The problem with being prone to melodrama is that before something serious happens no one listens to your warnings. I blotted my copybook years ago when, upon hearing the news that Iain Duncan Smith had been elected Tory leader, I grabbed the door frame, cried out 'all is lost!' and collapsed in a whimpering heap. Only my Labrador, Sambuca, came to my aid, licking my face (though he could just have sensed weakened prey). My suggestion that we build a nuclear-bomb shelter was an exaggeration too far.

So, my last few months of 'Trump will win! Listen to me, people, Trump will win!' fell on deaf ears. I was patted on the head, smiled at kindly and fed more gin. But this time my prophecy was based on first-hand experience and not on a longing for Casablanca-style drama (I still feel I would have made a fine leader of the Resistance).

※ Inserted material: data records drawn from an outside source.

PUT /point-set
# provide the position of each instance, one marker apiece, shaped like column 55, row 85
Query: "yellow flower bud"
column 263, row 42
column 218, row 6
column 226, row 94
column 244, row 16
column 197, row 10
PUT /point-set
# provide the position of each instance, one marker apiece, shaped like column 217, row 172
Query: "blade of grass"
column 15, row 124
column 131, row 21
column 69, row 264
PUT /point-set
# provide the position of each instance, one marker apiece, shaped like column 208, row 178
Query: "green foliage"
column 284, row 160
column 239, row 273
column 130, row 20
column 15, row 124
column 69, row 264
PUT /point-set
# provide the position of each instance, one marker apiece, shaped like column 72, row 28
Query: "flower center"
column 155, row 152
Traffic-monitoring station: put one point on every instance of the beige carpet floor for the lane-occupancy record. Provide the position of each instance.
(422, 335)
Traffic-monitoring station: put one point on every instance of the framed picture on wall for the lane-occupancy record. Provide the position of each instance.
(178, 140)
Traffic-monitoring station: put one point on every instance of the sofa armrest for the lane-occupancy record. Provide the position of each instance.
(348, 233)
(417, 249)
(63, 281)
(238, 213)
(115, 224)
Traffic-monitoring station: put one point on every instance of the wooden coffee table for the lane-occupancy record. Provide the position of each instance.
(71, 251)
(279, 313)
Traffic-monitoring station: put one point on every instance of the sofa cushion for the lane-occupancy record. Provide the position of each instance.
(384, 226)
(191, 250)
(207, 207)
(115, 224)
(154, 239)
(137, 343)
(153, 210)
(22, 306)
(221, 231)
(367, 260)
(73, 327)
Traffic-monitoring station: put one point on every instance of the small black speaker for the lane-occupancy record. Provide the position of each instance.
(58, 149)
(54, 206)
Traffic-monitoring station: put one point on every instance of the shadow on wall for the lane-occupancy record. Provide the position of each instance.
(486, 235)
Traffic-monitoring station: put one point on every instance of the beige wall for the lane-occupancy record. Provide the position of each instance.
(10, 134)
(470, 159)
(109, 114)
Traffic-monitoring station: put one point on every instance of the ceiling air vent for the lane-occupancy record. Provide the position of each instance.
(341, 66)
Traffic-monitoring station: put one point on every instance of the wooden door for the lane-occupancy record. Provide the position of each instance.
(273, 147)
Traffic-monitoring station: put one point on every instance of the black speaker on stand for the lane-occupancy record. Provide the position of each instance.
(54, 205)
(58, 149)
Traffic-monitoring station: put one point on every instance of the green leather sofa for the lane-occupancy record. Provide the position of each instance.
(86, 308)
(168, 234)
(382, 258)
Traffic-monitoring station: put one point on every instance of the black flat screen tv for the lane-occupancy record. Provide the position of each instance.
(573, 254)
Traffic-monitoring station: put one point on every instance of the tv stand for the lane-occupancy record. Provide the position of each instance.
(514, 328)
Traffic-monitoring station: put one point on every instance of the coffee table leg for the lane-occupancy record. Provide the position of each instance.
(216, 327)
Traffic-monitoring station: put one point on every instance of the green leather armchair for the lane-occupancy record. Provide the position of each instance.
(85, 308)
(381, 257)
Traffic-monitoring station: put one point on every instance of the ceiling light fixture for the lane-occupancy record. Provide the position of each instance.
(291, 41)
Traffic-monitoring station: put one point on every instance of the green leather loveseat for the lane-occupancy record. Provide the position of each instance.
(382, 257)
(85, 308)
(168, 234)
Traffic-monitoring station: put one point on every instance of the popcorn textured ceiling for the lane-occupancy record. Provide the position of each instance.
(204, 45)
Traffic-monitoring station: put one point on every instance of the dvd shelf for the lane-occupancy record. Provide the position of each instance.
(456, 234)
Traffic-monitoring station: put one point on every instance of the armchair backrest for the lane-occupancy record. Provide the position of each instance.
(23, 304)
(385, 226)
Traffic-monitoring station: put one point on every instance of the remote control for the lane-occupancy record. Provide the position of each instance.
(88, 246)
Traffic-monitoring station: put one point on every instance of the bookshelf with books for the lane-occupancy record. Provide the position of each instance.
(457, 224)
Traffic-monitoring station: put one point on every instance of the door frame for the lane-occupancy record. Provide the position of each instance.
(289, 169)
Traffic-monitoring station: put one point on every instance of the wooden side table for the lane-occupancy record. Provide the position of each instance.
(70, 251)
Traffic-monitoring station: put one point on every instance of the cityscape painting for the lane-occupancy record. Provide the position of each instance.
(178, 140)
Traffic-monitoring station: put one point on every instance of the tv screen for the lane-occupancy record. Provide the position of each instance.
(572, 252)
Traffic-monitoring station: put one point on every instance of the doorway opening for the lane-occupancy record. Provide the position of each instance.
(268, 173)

Having spent a good chunk of the last few years in the States, mostly in Washington DC, I saw America's division, suspicion and fatigue up-close. Far from being a society at peace with itself, there was an uneasy truce between communities, which you felt could be broken at any moment. All sides, though polite in public, seemed to be reinforcing the barricades and retreating further behind them. I saw that there was longing from all sides: for reparations of past wrongs; for a chance to be understood; for a lost America. Few, however, seemed willing to walk into the middle ground and find something new, together. This was Washington DC. Goodness only knows what it was like in Kansas (the election just showed us). I haven't seen such a fractured nation since my time living in India.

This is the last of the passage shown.